Hired to develop plans against bioweapons, that quickly turned into planning for a flu pandemic (and hurricane response, shelter management, legionella, and more). If you’d told me when I started grad school in 1992 that I’d be planning for a flu pandemic in 2005, I’d have laughed.
But that’s the basis of being an epidemiologist: being willing to adapt and change to what’s needed. Having the knowledge base to build upon, as new information emerges or new studies are needed.
One of my early mentors told me, “Don’t study just one thing, be open to whatever needs to be studied.” And that’s how I went from sandflies, to arboviruses, to mosquitoes, to parasites, to respiratory diseases, to HIV/AIDS and TB, to Immunizations to health policy.
These days, while I’ve spent a lot of time using my epidemiology expertise for COVID-19, my regular job is to prevent infectious diseases through vaccination — via education, systems improvement, and public policy. And epidemiology.

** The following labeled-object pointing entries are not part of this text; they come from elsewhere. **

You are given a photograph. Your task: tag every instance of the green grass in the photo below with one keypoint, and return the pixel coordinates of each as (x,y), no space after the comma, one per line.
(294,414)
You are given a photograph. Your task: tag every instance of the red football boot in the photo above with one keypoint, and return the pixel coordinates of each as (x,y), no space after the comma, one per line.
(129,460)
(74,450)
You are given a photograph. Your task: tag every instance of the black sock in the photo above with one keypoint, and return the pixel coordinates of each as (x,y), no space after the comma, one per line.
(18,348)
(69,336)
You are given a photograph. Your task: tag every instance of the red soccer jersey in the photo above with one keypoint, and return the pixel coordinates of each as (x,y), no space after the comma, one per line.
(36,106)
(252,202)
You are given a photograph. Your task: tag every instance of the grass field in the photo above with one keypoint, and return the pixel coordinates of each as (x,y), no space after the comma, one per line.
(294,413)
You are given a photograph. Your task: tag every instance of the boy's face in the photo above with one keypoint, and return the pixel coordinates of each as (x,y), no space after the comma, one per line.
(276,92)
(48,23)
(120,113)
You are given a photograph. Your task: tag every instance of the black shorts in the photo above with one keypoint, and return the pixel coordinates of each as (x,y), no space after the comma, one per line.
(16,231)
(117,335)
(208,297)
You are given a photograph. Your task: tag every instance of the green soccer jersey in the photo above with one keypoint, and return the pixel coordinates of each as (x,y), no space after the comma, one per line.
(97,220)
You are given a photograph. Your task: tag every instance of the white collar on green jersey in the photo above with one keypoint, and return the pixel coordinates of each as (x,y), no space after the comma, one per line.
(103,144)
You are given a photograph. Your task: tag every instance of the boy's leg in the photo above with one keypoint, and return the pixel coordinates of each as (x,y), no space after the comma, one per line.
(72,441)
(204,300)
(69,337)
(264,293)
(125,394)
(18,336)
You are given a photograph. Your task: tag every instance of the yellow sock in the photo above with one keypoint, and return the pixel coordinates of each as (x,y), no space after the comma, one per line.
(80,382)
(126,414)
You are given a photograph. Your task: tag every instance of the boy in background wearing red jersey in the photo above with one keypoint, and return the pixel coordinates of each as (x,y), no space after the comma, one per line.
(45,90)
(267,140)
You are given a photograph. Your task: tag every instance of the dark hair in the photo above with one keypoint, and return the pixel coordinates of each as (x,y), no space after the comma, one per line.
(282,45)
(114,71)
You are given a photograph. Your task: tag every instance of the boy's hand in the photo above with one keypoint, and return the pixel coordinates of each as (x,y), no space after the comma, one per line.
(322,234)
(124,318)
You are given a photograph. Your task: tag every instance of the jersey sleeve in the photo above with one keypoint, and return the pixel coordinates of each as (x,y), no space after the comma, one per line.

Epidemiologists study data, follow disease trends, make predictions, recommend policy based on those data (I turn to the newer crop of epidemiologists who are experts at modeling). Epidemiologists review the science — transmission, testing, immunity, all of which is ever changing. We evaluate populations, how they interact, what behaviors may contribute to the spread of pathogens, what interventions could work.
And we put all that together to come up with a plan to slow the spread of disease. Sometimes, we need to MacGyver it.
Nov 2020 update: I have left Immunizations, and am now CEO of the San Antonio AIDS Foundation. Not exactly epidemiology, but utilizing that epidemiology expertise with experience in non-profit organizations to fight another global pandemic: HIV.